Deutsche Bank’s slow-and-steady approach to its investment banking turnaround could eventually trump that of more advanced peer Barclays. Both European universal banks on Oct. 29 reported third-quarter figures and detail on their structural revamps. While Barclays looks to be ahead on both fronts, the German lender’s superior positioning could make it a long-term winner.
Co-Chief Executive John Cryan’s tortoise-like approach to strategy, the final details of which were released on Oct. 29, received an initial thumbs down from Deutsche investors. There’s little to cheer: no dividends for two years, barely bigger cost cuts despite a net 26,000 reduction in headcount, and the retention of an unambitious 10 percent return on tangible equity target, albeit brought forward two years to 2018. Deutsche shares fell as much as 6.9 percent in morning trading.

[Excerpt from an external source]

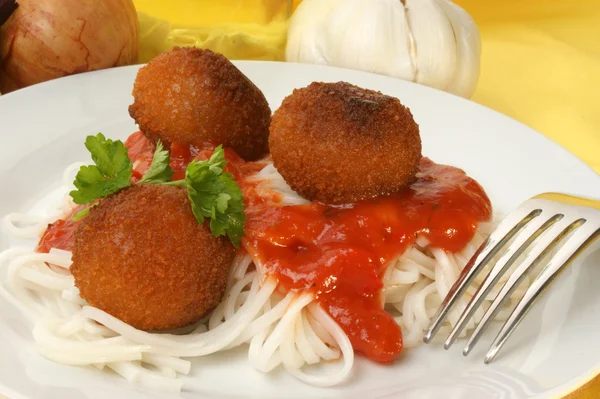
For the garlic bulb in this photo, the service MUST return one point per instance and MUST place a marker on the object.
(432, 42)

Despite a 1 billion pound charge related to domestic and U.S. ring-fencing rules, Barclays’ shares fell slightly less. Revenue at its investment bank for the three months to September rose 9 percent from a year earlier. Unlike at Deutsche, which did well in the structurally challenged fixed-income business, Barclays did best in the capital-light business of advising companies on mergers and capital raisings, where all investment banks want to grow. Fees at the UK bank from this work rose 20 percent year-on-year – more than at any Wall Street or European investment bank that has reported.

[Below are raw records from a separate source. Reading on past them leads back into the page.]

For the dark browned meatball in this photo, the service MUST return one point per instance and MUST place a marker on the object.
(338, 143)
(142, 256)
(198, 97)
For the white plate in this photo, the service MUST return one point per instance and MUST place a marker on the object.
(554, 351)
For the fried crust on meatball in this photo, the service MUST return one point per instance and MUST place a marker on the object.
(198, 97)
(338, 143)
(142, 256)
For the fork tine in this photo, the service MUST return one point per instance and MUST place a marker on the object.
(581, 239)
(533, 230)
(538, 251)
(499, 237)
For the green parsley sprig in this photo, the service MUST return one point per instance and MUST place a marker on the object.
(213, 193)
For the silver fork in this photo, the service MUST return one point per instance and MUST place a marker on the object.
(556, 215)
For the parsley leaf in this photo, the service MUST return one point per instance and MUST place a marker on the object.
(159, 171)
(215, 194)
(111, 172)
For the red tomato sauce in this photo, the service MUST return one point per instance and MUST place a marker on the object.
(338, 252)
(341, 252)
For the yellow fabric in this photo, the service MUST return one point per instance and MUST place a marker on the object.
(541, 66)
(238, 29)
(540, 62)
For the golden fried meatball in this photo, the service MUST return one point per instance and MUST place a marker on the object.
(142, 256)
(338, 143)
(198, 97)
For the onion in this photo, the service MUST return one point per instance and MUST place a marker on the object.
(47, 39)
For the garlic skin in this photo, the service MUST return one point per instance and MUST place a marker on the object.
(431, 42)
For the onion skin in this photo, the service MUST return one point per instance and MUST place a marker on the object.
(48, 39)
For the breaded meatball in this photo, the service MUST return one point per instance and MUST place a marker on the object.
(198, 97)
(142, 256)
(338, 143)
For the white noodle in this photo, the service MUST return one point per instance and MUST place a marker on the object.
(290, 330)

Yet overall, Deutsche’s investment bank has more going for it. The German lender made 28 percent more third-quarter revenue than Barclays with just 20 percent more in risk-weighted assets. That means that when Cryan cuts investment banking RWAs by 28 billion euros to 172 billion euros - to Barclays’ level - Deutsche should still generate more revenue. It has top-three positions in trading rates, credit and currencies, and in emerging markets, according to Coalition, while Barclays has none. And the research house says Deutsche made more revenue last year in the Americas – a region that includes the world’s biggest fee pool - despite Barclays’ acquisition of Lehman Brothers.
Europe’s big investment banks face a race peppered with obstacles. Deutsche needs to cut trading assets, avoid as much litigation as possible and navigate U.S. structural separation requirements. But Barclays has only made more definitive progress on the first of these. As in Aesop’s fable, the tortoise could eventually win out.